Now, the fears generally associated with doubt are the fear of failure and the fear of criticism. Somehow as a society we’ve gotten it into our heads that being wrong or losing at something means that you’re a failure. That’s not really true. Everybody is going to be wrong sometime. If the first time that you were ever wrong meant that you were automatically a failure and you could never make it better, that means we’re all failures, blah, end of story, why even try?

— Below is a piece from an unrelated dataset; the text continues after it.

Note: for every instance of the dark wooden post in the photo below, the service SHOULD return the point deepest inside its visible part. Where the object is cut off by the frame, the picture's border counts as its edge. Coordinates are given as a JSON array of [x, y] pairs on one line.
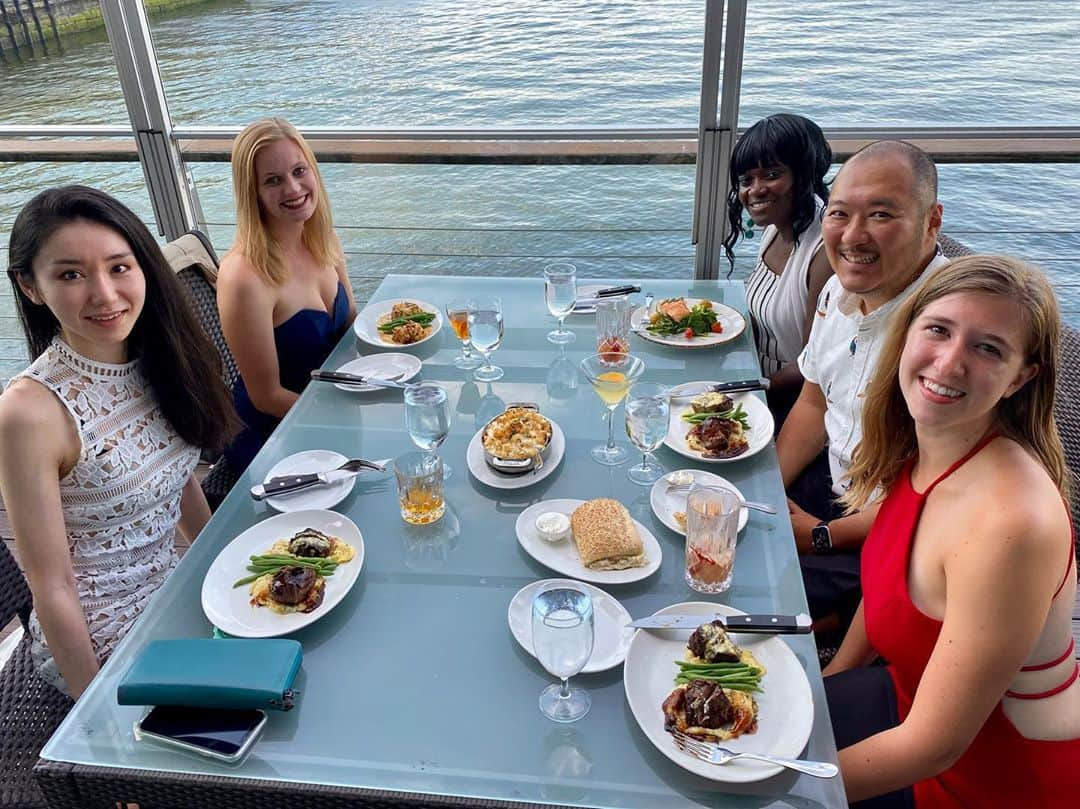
[[11, 31], [26, 28], [37, 24], [52, 21]]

If losing means that you’re a failure, then the first time you lost at chess, cards, or your favorite video game means you’re automatically a loser for the rest of your life and a failure and blah and why do we even try?

But that’s the thing. If you stop there, and you don’t keep trying, then you have failed. The only thing that you’ve actually given out is a failure. That’s why, as cliché and horrible as we like to make it out to be, quitting is really the only way that you can fail.

Now the fear of criticism is actually a little nastier than it sounds. Because the fear of criticism isn’t actually the fear of criticism, it’s the fear of shaming. Because, again, somehow in our society we’ve come to the idea that if you don’t like something or you think that there’s something wrong but can’t name it, it’s perfectly okay to call someone names because you didn’t like a thing. That’s not criticizing. That’s a shaming tactic. You’re trying to make someone feel bad because they didn’t do what you think they should have done. Or you’re jealous that they’re doing something and you’re not. Or you feel guilty because they’re doing something and you’re not, and to make yourself feel better you go out and you call them nasty names. That’s shaming. And that’s the real “criticism” that we’re all afraid of. Because true, honest criticism actually says “Well, I think you could do better here,” or “I think this project you’re working on would be better if you did this.” That’s criticism. And while that might sting, it doesn’t turn you into a giant ball of Ugh! Which is really what shaming is all about.

So, I suppose, the real message that I’m trying to get at here is that doubt is like a frienemy. You have to kind of take it with a grain of salt and learn to identify when it’s bullshitting you. And once you can do that, you can actually use it to protect yourself in the way that it was meant to be done.